Tuesday, July 1, 2008

This Day in Presidential History (Cleveland’s Covert Cancer Operation)

July 1, 1893—Taking care that skittish financial markets not be further unnerved, Grover Cleveland had a cancerous lesion removed from his left upper jaw, in an operation performed not only a hospital or a doctor’s house but aboard a private yacht floating in New York’s East River, away from the prying eyes of reporters.

The details of the President’s surgery, as recounted in a fine short biography by my old Columbia University professor of history, Henry Graff, are excruciating to read. The President, terrified of cancer, did not bring the lesion to the attention of his doctors for several weeks, by which time the condition had spread. A 1975 reexamination of the tissue showed that it was a verrucous carcinoma of the hard palate and gingival, often caused by alcohol (Cleveland enjoyed beer and had the protruding abdomen to prove it) and tobacco (he relished a good cigar, too).

The yacht’s salon was converted into an operating room. Cleveland sat in a chair lashed to the interior mast during the operation while his doctors used far more anesthesia than they’d expected. Not only was the public not informed of the procedure (in fact, when one paper leaked the news, the administration vigorously denied it), but even his Vice-President, Adlai Stevenson (grandfather of the future Democratic Presidential nominee), does not appear to have been informed. In fact, the full story was not publicly revealed only nearly a decade after the President’s death, almost a quarter century after the operation.

There was a reason for this secrecy. Wall Street feared what would happen if Cleveland, a “sound money man” who backed the gold standard, were succeeded by Stevenson, who backed the use of silver in currency.

Cleveland’s secret surgery, while one of the first instances of concealment of Presidential medical conditions, still does not rank as the worst. Take your pick among John F. Kennedy, whose doctors conspired with him to hide from the public the fact that he had Addison’s Disease, an adrenal insufficiency that required daily dosages of steroids and other medications for the last 16 years of his life; Franklin Roosevelt, whose ghastly physical appearance in his third term contrasted with denials that anything was amiss; and Woodrow Wilson, who suffered a devastating stroke in 1919 while campaigning for the League of Nations—and could not perform his normal Presidential duties for the remaining year and a half of his term.

My pick for the biggest coverup was the one stage-managed by Edith Wilson and her husband’s physician-friend, Cary Grayson. The latter refused to say that the President had even suffered a stroke, let alone that he was disabled by it. As for Mrs. Wilson: Though Hillary Rodham Clinton’s campaign as the first female candidate with a serious chance to win the Presidency was rightly considered precedent-shattering, in a number of ways Woodrow Wilson’s wife might be considered the first to fill the office.

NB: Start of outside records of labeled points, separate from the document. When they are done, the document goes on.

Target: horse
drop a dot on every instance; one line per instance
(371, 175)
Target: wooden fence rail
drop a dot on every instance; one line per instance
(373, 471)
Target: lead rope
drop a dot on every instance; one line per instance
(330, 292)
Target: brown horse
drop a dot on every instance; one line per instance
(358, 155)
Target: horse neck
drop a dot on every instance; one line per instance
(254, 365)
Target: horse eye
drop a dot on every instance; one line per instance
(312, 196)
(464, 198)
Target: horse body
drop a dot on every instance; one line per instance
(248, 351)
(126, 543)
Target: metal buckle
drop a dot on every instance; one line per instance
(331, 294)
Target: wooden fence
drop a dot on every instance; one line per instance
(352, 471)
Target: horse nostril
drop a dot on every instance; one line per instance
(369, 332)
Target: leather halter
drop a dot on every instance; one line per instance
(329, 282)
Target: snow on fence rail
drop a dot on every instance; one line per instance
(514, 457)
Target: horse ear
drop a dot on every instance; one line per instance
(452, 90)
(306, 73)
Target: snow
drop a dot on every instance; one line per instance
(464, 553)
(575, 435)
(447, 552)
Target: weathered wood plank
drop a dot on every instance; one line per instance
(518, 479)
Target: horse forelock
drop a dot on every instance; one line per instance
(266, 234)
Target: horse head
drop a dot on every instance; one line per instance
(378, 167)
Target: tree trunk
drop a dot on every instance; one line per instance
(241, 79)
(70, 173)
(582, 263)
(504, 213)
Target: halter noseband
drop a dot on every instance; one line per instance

Though Mrs. Wilson insisted that she did nothing without informing the President, and it is certainly true that she was his most trusted confidante before his stroke, it is an open question whether she spoke to him all the time in great detail about issues after he was incapacitated. She would not allow him to be seen, allowing all kinds of rumors to circulate. She also downplayed the true nature of his condition, claiming that he had only suffered a nervous breakdown.

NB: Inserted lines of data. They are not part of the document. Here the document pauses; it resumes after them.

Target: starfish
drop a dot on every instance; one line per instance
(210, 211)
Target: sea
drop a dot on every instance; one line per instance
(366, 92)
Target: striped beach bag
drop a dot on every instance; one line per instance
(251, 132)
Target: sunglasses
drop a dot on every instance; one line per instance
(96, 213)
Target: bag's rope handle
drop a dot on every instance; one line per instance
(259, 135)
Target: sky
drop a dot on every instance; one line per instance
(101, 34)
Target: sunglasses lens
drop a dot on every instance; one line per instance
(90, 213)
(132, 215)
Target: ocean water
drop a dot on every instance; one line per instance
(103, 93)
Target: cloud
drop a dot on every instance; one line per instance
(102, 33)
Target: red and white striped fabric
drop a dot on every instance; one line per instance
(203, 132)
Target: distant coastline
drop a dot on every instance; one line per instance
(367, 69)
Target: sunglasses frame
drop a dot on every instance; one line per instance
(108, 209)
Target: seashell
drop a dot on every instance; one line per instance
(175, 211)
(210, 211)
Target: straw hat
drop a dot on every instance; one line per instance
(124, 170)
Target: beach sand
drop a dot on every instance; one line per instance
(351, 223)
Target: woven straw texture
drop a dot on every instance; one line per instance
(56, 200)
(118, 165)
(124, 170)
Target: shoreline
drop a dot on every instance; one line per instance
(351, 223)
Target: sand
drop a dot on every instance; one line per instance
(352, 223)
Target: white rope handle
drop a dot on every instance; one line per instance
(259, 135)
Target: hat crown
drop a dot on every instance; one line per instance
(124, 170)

Most startling, she did not inform the Vice-President, Thomas Marshall, of Wilson’s condition. Marshall had to hear about the true nature of his boss’s medical state from a friendly intermediary. Witty but insecure, Marshall was not prepared to insist upon assuming power because of the President’s incapacity—and Wilson, with the help of his wife, would not yield it.

Had Wilson died in office or stepped down voluntarily, Marshall might have been able to effect a compromise that would have saved the President’s cherished League of Nations. The President’s stubbornness, exacerbated by his stroke, assured that his dream ended in disaster.

This year, as Americans go to the polls, they will, of course, consider the candidates’ stances on issues. But they should also, to the extent they are able, consider each candidate’s physical and emotional readiness for the toughest office in the world.